I seen all your links, I read every post, every add on fetlife. Every dream. For the first time in my life with you, I see who you really are, and what you really do. What you do to all of them. What you continue to do with them. Jesus Christ in heaven. Stay the fuck away from me. I still love you, I still forgive you. But now I see this was all a game, A game you have played for years, a game since Bryan. You never loved me, you never loved anyone. You never will.
The hardest thing I have come to understand is that in order to truly forgive, in order for my heart to finally find peace, and change anew from the inside out is to believe and accept that love and forgiveness are for the person my creator built into this world. The beautiful soul of a person not only has value, but deserves all of the love I can provide to it should I be chosen by my creator to do so.

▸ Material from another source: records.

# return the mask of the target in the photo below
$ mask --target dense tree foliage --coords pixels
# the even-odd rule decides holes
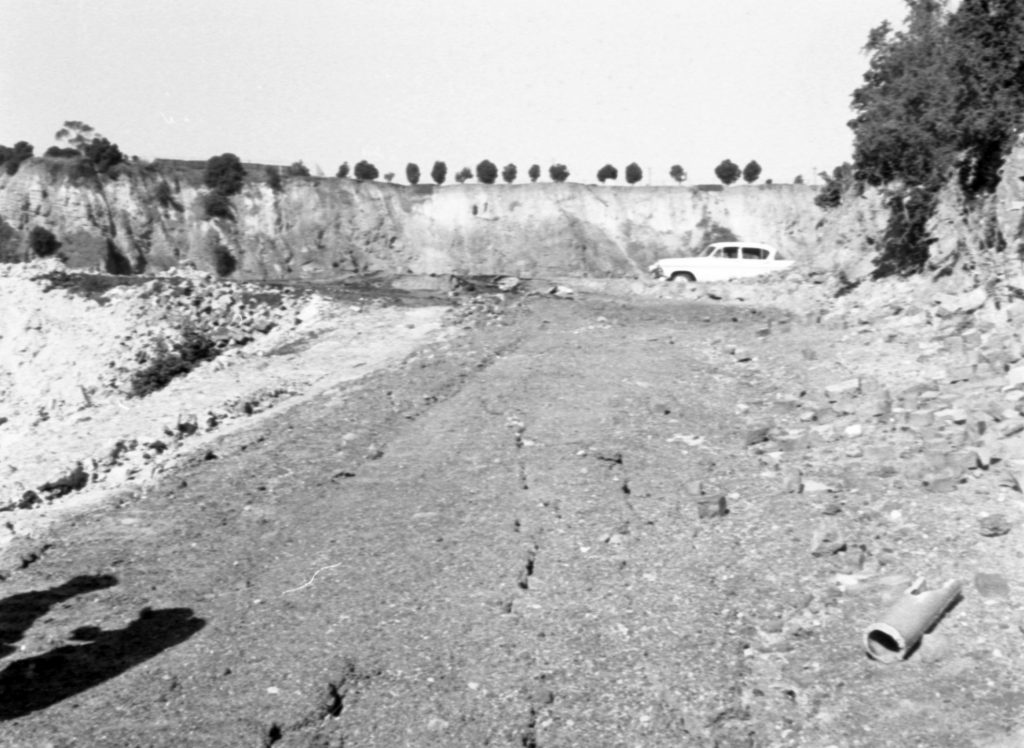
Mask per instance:
[[[380,176],[380,171],[369,161],[364,160],[355,165],[355,168],[352,169],[352,174],[359,181],[373,181]]]
[[[203,182],[219,195],[238,195],[242,192],[245,178],[246,170],[242,166],[242,160],[234,154],[221,154],[206,162]]]
[[[761,178],[761,164],[757,161],[750,161],[746,166],[743,167],[743,181],[748,184],[753,184],[758,179]]]
[[[548,168],[548,175],[551,177],[551,181],[565,181],[569,178],[569,170],[565,164],[552,164]]]
[[[638,181],[643,179],[643,169],[640,168],[640,164],[636,161],[627,165],[626,167],[626,183],[636,184]]]
[[[476,180],[481,184],[494,184],[498,179],[498,167],[484,159],[476,165]]]
[[[285,176],[309,176],[309,167],[301,161],[285,167]]]
[[[435,184],[443,184],[447,178],[447,164],[443,161],[435,161],[434,167],[430,170],[430,178]]]
[[[718,177],[719,181],[723,184],[731,184],[736,179],[739,178],[740,170],[729,159],[725,159],[718,166],[715,167],[715,176]]]
[[[1024,3],[906,4],[903,29],[868,37],[850,122],[857,179],[889,186],[879,274],[921,267],[939,190],[952,176],[969,201],[994,190],[1024,129]]]
[[[29,249],[36,257],[50,257],[60,249],[60,242],[44,226],[32,226],[29,232]]]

But, this soul, as the same of my soul, can become plagued, cursed. Attached to wrongdoing. Or as my creator chooses to call it, sin. In order for my soul to find
peace I must no longer be plagued by people of wrongdoing that take action against me in lies, deceit, and trickery. I must love and forgive the person, and I must reject and separate from the wrongdoing. I must reject it, and rebuke it in the name of my creator. For whatever I may lose, I have only good to gain for no matter what my creator decides is best for my future, that is what will be done. My will, will no longer be submitted to any person, but to my creator.
I will be a new creature, better than who I was for not only do I now commit to the actions, I believe the words and know now why I must follow through. I await further revelations on this journey.